Светлый фон

— Маша?

— Она передавала тебе спасибо, Отто. Она тебя любила.

— А спасибо за что?

— За ласку. Ты не сможешь понять холод её одиночества. Но ты впустил её себе в душу, и она немного согрелась.

Горечь. Ядовитая, жгучая. Выжигает в груди пустоту.

И опять всё не так. И мрак. И зубы в крошку, в песок. И что-то душное, дурное сжимает липкими пальцами сердце.

— Но это уже всё, Василий? Здесь всё закончится?

Молчит мой Василий. Я слышу его дыхание. Всего минуту назад прерывистое, задыхающееся. А сейчас ровное и мощное, кузнечными мехами направляющее воздух в раскалённую топку его широкой груди. Это моя боль даёт ему силу, это моя горечь кормит его жизнь.

— Я сдаюсь, Господи. Прими душу мою. Здесь и сейчас. Устал я. От всего устал. От Твоего мира, от Тебя, от себя самого. Молю Тебя. Если есть в Тебе хоть капля сострадания, хоть капля человечного, прекрати муки мои. Может, с ними прекратятся и муки дорогих мне людей.

— О ком это ты, Отто? — справляется Василий. — Никого не осталось. Ты один.

— Вот и покончим с этим.

— Нет, — голос его непреклонен. — Сперва откроем дверь. А там видно будет.

— Так ты из-за этого меня из свалки вытащил? Маша не могла тебе помочь открыть эту проклятую дверь, а я мог. Поэтому ты её оставил, а меня вытащил. Правильно?

— Не совсем так, Отто, — медленно, будто колеблясь, говорит он. — Но, в целом, верно.

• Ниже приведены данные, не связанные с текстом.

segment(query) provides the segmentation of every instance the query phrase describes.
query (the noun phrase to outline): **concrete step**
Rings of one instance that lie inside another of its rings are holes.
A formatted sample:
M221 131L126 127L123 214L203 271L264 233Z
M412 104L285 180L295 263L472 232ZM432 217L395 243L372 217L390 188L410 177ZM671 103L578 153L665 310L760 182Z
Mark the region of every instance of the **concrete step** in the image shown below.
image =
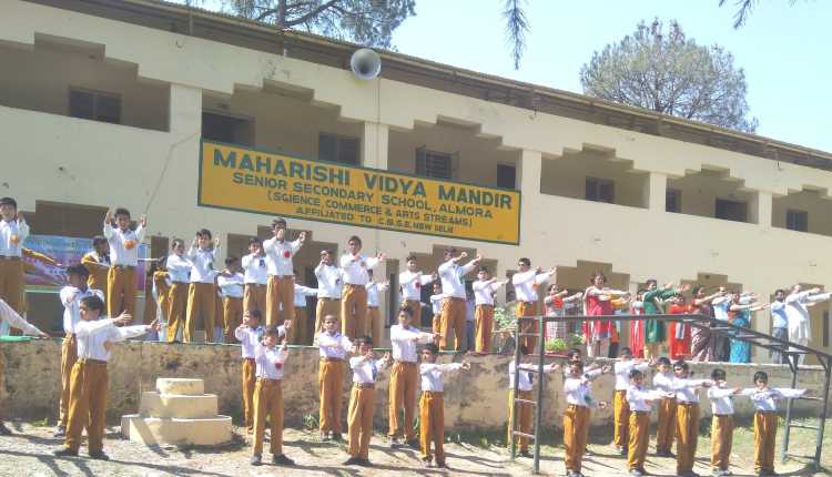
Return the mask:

— А я-то к твоей человечности взываю… — мой голос дрожит от ненависти. — Я тебе нужен просто как инструмент… ветошь, которой после работы вытирают руки и отбрасывают прочь. Чтоб не лезла на глаза, не отравляла воздух…

— Ты очень впечатлителен…

— Зато тебе на всё наплевать!

— Верно, — соглашается Василий. — Здесь ты прав на все сто! Как эта штука работает? Что тут крутить?

— Оставь меня, ничего тебе не скажу.

— Не дури, Отто. У нас сделка. Ты помогаешь мне, а я даю ещё один шанс твоей никчемной цивилизации.